Carol Bellamy will arrive in Uganda on 25 May and will shortly after travel to northern Uganda's troubled district of Lira to visit camps for internally displaced persons (IDPs). She will also visit child rehabilitation centres in neighbouring Gulu town and inaugurate two new permanent UNICEF offices in the north, officials said.
Chulho Hyun, a UNICEF spokesman, told IRIN in the capital, Kampala, on Thursday: "The main focus is definitely on the impact of the conflict. Ms Bellamy will be drawing attention to the plight of the IDPs, which is growing increasingly acute."
Until recently, UNICEF had no permanent office in northern Uganda. In the last six months, however, two have been set up, one in Gulu, another in Kitgum - a town nearer to the border with Sudan in the war-affected part of Uganda.
The UN estimates that 1.6 million people have been displaced by the 18-year war between government forces and the rebel Lord's Resistance Army (LRA) - a cult-like guerilla movement led by a mystic recluse, Joseph Kony.

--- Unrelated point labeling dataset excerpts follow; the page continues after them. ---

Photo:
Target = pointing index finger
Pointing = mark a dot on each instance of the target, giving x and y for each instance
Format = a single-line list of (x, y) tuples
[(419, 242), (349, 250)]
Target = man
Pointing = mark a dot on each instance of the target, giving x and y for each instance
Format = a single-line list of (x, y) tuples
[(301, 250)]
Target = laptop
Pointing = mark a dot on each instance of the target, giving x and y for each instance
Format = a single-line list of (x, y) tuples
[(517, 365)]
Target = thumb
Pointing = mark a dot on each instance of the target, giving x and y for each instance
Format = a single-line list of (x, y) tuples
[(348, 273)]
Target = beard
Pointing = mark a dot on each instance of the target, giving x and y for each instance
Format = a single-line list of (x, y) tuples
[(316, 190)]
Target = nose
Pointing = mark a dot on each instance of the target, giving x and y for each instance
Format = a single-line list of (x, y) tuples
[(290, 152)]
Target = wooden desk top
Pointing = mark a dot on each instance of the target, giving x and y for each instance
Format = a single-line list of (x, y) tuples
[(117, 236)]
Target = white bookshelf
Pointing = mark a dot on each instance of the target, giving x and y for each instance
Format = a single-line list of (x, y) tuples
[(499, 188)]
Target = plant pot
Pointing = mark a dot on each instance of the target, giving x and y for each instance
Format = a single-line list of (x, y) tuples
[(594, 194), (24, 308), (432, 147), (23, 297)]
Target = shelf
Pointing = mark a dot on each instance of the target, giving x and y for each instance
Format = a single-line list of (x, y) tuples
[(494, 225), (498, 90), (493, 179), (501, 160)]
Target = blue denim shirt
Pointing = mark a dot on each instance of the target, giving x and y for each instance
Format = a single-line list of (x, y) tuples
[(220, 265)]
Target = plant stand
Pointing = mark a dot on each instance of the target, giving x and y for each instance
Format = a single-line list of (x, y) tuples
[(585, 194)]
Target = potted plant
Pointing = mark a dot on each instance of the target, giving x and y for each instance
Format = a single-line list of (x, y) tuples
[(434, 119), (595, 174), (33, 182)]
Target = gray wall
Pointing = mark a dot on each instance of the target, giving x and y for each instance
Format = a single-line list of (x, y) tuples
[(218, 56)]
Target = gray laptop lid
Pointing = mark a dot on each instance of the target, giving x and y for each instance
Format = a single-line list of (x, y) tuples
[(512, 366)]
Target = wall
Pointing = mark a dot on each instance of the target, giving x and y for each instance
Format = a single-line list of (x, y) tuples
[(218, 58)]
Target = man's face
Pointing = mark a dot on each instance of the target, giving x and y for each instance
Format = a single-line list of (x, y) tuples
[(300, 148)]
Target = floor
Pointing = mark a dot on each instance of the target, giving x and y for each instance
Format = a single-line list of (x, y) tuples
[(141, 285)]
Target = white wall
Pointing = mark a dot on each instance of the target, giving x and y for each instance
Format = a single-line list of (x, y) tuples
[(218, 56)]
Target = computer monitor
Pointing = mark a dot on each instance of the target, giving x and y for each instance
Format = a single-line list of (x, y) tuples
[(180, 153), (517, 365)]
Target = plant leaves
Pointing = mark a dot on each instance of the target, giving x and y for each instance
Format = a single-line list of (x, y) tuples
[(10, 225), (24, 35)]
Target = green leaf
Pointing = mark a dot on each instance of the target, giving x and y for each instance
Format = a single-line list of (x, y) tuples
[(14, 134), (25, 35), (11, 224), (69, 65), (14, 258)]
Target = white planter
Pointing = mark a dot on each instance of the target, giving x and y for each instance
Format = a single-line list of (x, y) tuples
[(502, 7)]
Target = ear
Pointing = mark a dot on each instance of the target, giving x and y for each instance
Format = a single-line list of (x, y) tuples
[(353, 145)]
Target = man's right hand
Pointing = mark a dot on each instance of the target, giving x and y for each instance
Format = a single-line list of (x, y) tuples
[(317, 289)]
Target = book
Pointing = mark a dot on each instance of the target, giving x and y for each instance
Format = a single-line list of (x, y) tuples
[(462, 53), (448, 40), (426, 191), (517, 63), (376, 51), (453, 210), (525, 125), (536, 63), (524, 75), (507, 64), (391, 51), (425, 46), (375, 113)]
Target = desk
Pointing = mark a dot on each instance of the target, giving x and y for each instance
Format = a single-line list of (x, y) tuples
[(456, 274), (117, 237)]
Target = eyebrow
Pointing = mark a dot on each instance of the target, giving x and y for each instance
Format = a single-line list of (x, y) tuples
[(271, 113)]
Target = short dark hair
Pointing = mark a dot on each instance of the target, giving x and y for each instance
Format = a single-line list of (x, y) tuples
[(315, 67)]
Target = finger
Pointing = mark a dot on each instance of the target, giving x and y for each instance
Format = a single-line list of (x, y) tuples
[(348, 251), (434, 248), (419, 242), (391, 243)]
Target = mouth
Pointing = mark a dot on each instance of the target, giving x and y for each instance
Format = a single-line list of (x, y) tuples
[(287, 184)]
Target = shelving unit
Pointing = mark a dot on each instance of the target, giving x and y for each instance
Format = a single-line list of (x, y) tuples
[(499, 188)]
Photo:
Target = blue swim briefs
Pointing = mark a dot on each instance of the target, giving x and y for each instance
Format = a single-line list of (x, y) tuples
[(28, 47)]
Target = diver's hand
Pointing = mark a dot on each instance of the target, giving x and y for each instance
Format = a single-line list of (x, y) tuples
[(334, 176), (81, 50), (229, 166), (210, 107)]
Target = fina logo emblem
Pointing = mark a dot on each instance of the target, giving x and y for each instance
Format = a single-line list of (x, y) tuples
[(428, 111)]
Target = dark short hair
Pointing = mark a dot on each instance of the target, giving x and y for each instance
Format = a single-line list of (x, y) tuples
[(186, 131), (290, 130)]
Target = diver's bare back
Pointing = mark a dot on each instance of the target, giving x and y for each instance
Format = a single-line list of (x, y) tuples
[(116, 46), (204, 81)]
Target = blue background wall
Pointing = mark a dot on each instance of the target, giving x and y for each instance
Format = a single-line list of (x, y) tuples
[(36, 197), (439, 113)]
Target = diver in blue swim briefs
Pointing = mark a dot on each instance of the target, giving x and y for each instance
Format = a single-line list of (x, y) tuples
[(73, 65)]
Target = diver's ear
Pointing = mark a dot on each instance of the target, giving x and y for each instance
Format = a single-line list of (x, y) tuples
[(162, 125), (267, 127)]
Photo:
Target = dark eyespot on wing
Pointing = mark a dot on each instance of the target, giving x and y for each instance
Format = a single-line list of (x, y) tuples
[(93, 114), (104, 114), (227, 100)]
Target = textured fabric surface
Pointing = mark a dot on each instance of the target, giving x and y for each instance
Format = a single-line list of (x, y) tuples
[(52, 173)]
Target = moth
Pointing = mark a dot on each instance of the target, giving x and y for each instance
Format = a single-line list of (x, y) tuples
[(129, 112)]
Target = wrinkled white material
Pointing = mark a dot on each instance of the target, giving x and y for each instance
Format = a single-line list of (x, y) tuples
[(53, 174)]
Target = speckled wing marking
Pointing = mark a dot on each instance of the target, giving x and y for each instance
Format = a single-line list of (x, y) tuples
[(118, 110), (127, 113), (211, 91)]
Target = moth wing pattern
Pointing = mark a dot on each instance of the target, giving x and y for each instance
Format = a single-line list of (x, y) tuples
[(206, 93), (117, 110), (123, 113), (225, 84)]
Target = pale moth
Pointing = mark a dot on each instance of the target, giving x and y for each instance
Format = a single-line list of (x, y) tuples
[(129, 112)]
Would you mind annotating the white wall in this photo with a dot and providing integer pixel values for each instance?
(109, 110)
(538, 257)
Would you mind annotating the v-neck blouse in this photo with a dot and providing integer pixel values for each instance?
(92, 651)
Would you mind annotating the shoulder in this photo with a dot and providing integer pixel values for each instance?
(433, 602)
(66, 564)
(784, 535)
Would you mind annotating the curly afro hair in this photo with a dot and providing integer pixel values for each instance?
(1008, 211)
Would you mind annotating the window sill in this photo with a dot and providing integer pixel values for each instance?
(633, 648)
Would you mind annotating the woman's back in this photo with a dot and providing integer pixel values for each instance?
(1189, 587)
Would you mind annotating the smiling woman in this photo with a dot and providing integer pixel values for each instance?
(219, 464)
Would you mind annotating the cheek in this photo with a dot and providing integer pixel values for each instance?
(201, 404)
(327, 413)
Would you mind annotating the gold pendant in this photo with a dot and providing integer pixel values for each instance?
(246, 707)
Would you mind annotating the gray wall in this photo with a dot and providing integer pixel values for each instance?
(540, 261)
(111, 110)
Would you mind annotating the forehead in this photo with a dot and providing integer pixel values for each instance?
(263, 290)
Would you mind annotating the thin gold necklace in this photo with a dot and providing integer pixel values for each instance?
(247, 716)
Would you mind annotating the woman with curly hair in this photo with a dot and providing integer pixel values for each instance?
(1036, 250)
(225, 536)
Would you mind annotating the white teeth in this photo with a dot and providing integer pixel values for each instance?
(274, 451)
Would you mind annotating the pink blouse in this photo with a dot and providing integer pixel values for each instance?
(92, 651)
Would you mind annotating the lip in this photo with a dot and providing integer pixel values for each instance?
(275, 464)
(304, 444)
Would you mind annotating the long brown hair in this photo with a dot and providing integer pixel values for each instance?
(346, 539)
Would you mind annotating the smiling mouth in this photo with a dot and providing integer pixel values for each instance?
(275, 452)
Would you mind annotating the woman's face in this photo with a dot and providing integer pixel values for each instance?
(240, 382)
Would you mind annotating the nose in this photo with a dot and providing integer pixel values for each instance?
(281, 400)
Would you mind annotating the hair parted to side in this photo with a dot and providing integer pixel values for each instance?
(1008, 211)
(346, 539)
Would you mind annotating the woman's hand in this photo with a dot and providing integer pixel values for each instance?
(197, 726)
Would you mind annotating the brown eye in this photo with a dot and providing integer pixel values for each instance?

Civilians fleeing LRA attacks have been forced to live in various camps scattered across the region. But the LRA have on several occasions attacked IDPs camps, killing residents and abducting scores of children for forcible recruitment as soldiers, porters and sex-slaves.
Hyun added: "Compared with three years ago, there has been a trebling of numbers displaced. Her [Bellamy's] visit is an opportunity for her to see this [at] first hand." She is also scheduled to address a meeting of the African Development Bank and visit educational projects in western Uganda.